E assim fomo-nos entendendo a noite toda, começando o show com “Tuaregue e Nagô”, depois “Martelo Bigorna” e “Miragem do Porto”, primeiro momento de suprema beleza do alinhamento, logo seguido por outro instante de imensa sensibilidade lírica e melódica (duas expressões esdrúxulas, por sinal), com a velhinha “O Último Pôr do Sol”, do já bem distante Olho de Peixe, álbum gravado em parceria com Marcos Suzano, em 1993, e um dos mais importantes discos da carreira do pernambucano. O show estava intenso e íntimo, ao mesmo tempo. Parecia um namoro entre palco e plateia. Namoro firme, dos bons, delicado e atrevido, embora comedidamente, como obriga qualquer relação civilizada.
Do seu mais recente disco, “O Universo na Cabeça do Alfinete” foi a primeira canção a surgir. Depois houve “Rosebud (o Verbo e a Verba)” entoado a várias vozes que respondiam da plateia aos pedidos de Lenine, no palco. “Gandaia das Ondas / Pedra e Areia”, “Relampiano”, “Chão”, “Castanho” e “Simples Assim” apareceram como que de mãos dadas, num perfeito encadeamento. Um novo e altíssimo momento surgiu com a sublime “A Rede”, incidentalmente atravessada, para delírio do público, por “País Tropical”. Estava imensa e bonita, a festa que Lenine nos havia preparado. O músico do Recife soube muito bem receber Lisboa no seu show. “Hoje Eu Quero Sair Só” mereceu nova manifestação de afeto por parte da plateia, assim como “Leão do Norte”. Depois, “Jack Soul Brasileiro” acirrou a festa em toda a sala. As grandes canções são intemporais, e contra esse facto nada há a fazer. Resultam sempre, e resultam sempre muito bem, mesmo quando despidas da energia elétrica que as fez memoráveis. Seguiu-se “Do It”, e com ela o final do espetáculo. Lenine saía do palco com o coração cheio! Tão cheio que veio transbordar um pouco dessa imensidão de carinho que o público tão bem lhe soube endereçar, através de dois encores. No primeiro, brilharam “O Silêncio das Estrelas” e a inevitável “Paciência”, cantada na totalidade por Lenine e por todo o público. Saiu do palco com os aplausos merecidos, para logo voltar com a maravilhosa “Todas Elas Juntas Numa Só Vez”, interrompendo-a por esquecimento da letra, uma vez que “usa umas certas ervas que…”, fazendo um gesto ilustrativo de que a memória nem sempre lhe valeu ao longo de mais de 30 anos de tantas e tantas canções. Por fim, resolveu tocar “Quede Água?”, recente canção de Carbono, cuja magnífica letra é um autêntico hino à estupidez humana.

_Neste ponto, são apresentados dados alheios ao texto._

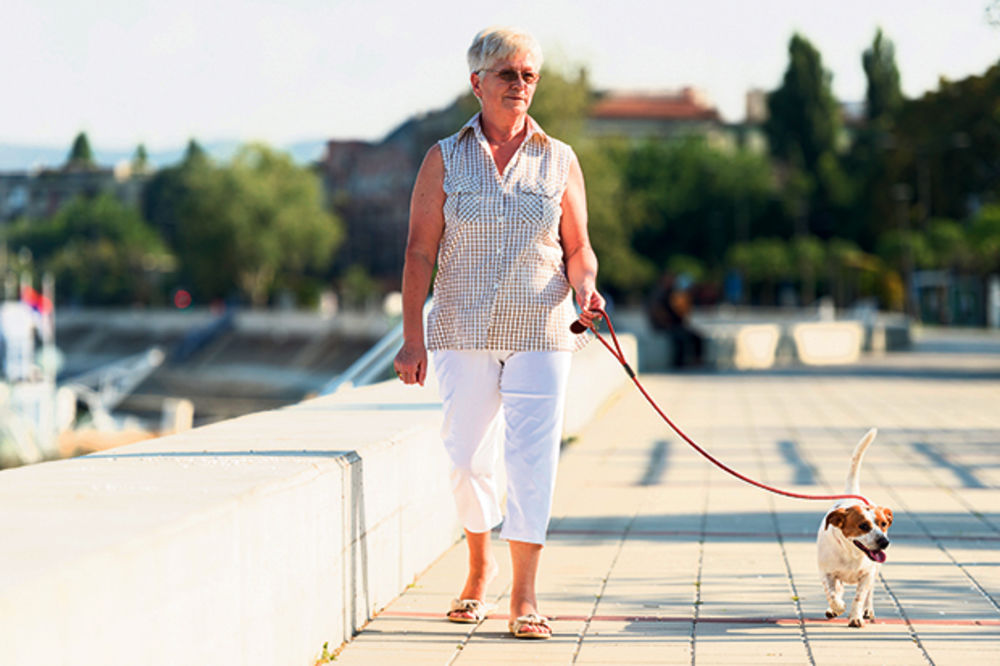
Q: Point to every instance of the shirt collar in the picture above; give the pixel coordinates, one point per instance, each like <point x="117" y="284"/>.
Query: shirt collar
<point x="474" y="125"/>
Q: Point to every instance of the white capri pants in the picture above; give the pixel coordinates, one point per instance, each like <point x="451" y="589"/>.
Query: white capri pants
<point x="513" y="398"/>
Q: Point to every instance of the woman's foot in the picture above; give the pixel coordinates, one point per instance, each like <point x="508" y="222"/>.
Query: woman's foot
<point x="530" y="625"/>
<point x="480" y="576"/>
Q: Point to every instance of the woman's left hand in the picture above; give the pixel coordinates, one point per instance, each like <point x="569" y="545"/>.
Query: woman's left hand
<point x="590" y="301"/>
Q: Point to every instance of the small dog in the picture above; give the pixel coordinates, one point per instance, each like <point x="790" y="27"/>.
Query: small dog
<point x="851" y="545"/>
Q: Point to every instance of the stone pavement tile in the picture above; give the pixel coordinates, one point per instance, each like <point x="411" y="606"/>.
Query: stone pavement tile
<point x="636" y="642"/>
<point x="961" y="645"/>
<point x="836" y="643"/>
<point x="723" y="643"/>
<point x="652" y="579"/>
<point x="493" y="644"/>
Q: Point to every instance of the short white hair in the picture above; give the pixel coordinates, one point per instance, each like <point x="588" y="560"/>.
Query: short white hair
<point x="496" y="43"/>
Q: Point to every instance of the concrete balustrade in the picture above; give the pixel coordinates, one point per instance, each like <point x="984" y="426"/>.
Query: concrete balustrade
<point x="251" y="541"/>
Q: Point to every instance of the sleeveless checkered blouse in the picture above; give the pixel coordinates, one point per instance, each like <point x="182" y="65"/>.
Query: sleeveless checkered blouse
<point x="501" y="283"/>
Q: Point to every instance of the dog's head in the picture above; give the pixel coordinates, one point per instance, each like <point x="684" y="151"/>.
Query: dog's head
<point x="865" y="526"/>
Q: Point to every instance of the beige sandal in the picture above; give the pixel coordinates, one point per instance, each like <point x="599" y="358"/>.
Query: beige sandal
<point x="517" y="626"/>
<point x="478" y="610"/>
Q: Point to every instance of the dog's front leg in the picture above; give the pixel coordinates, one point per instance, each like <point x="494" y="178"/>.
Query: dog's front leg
<point x="834" y="595"/>
<point x="861" y="599"/>
<point x="869" y="613"/>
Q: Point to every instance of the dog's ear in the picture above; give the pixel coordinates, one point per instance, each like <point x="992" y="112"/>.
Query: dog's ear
<point x="836" y="518"/>
<point x="887" y="514"/>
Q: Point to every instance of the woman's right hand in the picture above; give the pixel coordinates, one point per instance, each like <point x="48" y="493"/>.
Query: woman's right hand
<point x="411" y="363"/>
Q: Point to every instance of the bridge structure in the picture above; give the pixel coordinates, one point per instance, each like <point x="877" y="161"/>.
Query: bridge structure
<point x="260" y="539"/>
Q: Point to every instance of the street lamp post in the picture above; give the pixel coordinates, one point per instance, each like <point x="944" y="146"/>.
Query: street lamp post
<point x="901" y="194"/>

Uma hora e meia depois de Lenine ter iniciado o concerto, as centenas de pessoas que tiveram o privilégio de o assistir, estavam radiantes e felizes. Lenine soube acender, no coração de cada um, a chama da alegria que a música tantas vezes tem o condão de revelar. A minha, se assim posso dizer, não se extinguiu a noite toda, nem mesmo quando os olhos se fecharam até voltar a ser dia de novo.